The sulfur content of the obtained flame-resistant fibers was 1.5 to 2.8% by weight, and the tensile strength was 4.8 to 7.5 C1/d, and both the sulfur content and tensile strength were low with many variations.

[Effects of the Invention] In the present invention, a fiber bundle made of acrylic fibers is heated and sulfurized in a sulfur-containing gas while being brought into contact with a heating element having holes and/or grooves, so that the reaction heat accumulated within the fiber bundle is reduced. At the same time, the sulfur-containing gas can be sufficiently penetrated into the fiber bundle through the holes and/or grooves. Therefore, the sulfurization reaction caused by the sulfur-containing gas proceeds smoothly and uniformly over the fiber cross section.

Therefore, the obtained flame-resistant fibers have high tensile strength and are excellent in alkali resistance, heat resistance, flame resistance, etc. at high temperatures.

[Brief explanation of the drawing]

FIG. 1 is a schematic perspective view showing a state in which an acrylic fiber bundle is heated and sulfurized while being brought into contact with a heating body having holes according to the present invention.

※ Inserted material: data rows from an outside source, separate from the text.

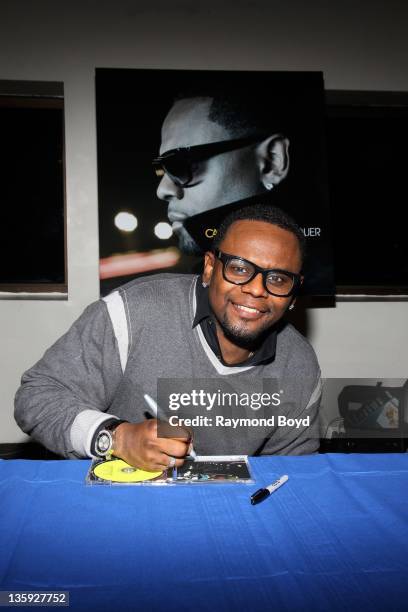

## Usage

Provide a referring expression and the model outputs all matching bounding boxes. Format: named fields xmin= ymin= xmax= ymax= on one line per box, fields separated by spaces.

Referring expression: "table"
xmin=0 ymin=454 xmax=408 ymax=612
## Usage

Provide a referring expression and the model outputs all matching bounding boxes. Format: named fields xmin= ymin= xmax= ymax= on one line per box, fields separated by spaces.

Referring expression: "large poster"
xmin=96 ymin=69 xmax=333 ymax=295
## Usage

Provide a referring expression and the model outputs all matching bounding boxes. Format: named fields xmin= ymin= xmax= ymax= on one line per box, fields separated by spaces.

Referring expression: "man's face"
xmin=203 ymin=221 xmax=302 ymax=345
xmin=157 ymin=98 xmax=264 ymax=252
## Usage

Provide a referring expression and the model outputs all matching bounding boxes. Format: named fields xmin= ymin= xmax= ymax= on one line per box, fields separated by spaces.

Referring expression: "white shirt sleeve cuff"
xmin=70 ymin=410 xmax=118 ymax=457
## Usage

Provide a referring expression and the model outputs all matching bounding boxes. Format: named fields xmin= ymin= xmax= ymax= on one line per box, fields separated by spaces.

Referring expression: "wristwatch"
xmin=91 ymin=419 xmax=128 ymax=457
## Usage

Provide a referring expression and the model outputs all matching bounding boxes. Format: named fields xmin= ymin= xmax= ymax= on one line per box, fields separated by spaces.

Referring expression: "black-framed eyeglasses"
xmin=152 ymin=134 xmax=264 ymax=187
xmin=215 ymin=251 xmax=302 ymax=297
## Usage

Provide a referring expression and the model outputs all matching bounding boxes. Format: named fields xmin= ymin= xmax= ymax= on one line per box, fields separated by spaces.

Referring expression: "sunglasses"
xmin=215 ymin=251 xmax=302 ymax=297
xmin=152 ymin=134 xmax=264 ymax=187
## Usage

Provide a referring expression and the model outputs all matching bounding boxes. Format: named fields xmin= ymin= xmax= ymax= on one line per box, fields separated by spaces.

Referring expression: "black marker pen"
xmin=251 ymin=474 xmax=289 ymax=506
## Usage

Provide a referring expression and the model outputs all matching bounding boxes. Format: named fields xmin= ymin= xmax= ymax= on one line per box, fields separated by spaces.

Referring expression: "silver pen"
xmin=143 ymin=393 xmax=197 ymax=480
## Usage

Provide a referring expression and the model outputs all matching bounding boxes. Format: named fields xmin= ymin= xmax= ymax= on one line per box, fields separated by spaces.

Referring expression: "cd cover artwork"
xmin=86 ymin=455 xmax=254 ymax=485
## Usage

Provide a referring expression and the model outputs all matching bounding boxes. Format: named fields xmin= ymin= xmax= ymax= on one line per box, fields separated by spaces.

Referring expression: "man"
xmin=154 ymin=92 xmax=289 ymax=254
xmin=15 ymin=206 xmax=320 ymax=470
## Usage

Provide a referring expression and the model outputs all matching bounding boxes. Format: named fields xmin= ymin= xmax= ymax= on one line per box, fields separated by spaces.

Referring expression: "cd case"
xmin=85 ymin=455 xmax=254 ymax=486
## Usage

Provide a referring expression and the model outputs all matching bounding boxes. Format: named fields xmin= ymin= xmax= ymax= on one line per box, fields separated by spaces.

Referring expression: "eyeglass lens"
xmin=224 ymin=258 xmax=293 ymax=295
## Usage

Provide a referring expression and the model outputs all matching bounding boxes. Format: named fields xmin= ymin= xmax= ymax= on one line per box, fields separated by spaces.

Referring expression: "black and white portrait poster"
xmin=96 ymin=68 xmax=333 ymax=295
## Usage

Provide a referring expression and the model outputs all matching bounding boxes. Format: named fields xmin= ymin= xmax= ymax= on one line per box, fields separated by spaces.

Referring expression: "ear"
xmin=287 ymin=276 xmax=305 ymax=310
xmin=203 ymin=251 xmax=215 ymax=285
xmin=256 ymin=134 xmax=289 ymax=190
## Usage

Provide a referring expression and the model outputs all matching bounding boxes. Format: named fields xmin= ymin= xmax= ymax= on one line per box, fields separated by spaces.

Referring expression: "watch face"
xmin=96 ymin=431 xmax=112 ymax=453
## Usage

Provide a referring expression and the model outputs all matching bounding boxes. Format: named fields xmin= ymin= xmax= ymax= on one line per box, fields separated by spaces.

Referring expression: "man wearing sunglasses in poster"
xmin=15 ymin=205 xmax=320 ymax=471
xmin=153 ymin=94 xmax=289 ymax=254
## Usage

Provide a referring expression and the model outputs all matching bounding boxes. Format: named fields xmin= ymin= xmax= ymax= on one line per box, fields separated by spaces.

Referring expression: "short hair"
xmin=173 ymin=88 xmax=289 ymax=138
xmin=212 ymin=204 xmax=306 ymax=263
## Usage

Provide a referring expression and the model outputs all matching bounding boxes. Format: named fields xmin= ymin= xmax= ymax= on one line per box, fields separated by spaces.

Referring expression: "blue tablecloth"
xmin=0 ymin=455 xmax=408 ymax=612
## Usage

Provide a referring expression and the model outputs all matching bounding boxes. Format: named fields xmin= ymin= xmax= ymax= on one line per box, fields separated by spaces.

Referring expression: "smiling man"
xmin=153 ymin=94 xmax=289 ymax=253
xmin=15 ymin=206 xmax=320 ymax=470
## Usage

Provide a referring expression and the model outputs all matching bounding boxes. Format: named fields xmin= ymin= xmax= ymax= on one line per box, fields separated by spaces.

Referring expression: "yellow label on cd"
xmin=93 ymin=459 xmax=163 ymax=482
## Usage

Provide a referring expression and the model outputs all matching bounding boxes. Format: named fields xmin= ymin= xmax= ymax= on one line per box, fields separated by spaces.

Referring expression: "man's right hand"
xmin=113 ymin=419 xmax=191 ymax=472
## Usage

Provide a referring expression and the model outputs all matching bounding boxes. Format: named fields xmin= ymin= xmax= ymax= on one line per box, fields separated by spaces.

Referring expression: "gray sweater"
xmin=15 ymin=274 xmax=320 ymax=457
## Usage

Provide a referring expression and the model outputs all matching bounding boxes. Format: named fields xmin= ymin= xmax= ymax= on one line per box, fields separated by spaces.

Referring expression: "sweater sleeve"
xmin=14 ymin=301 xmax=122 ymax=457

FIG. 2 is a schematic perspective view showing a state in which an acrylic fiber bundle is heated and sulfurized while being brought into contact with a heating body having grooves according to the present invention. 1; Fiber bundle made of acrylic fibers 2: Holes 3; Heating body 4 having holes; Grooves 5; Heating body having grooves

Claims (2)

[Claims] (1) Sulfur-containing acrylic flame-resistant fiber characterized in that when heating and sulfurizing a fiber bundle made of acrylic fiber in a sulfur-containing atmosphere, the fiber bundle is brought into contact with a heating element having holes and/or grooves. manufacturing method. (2) The method for producing a sulfur-containing acrylic flame-resistant fiber according to claim 1, wherein the sulfur-containing atmosphere is a sulfur-containing gas containing sulfur dioxide.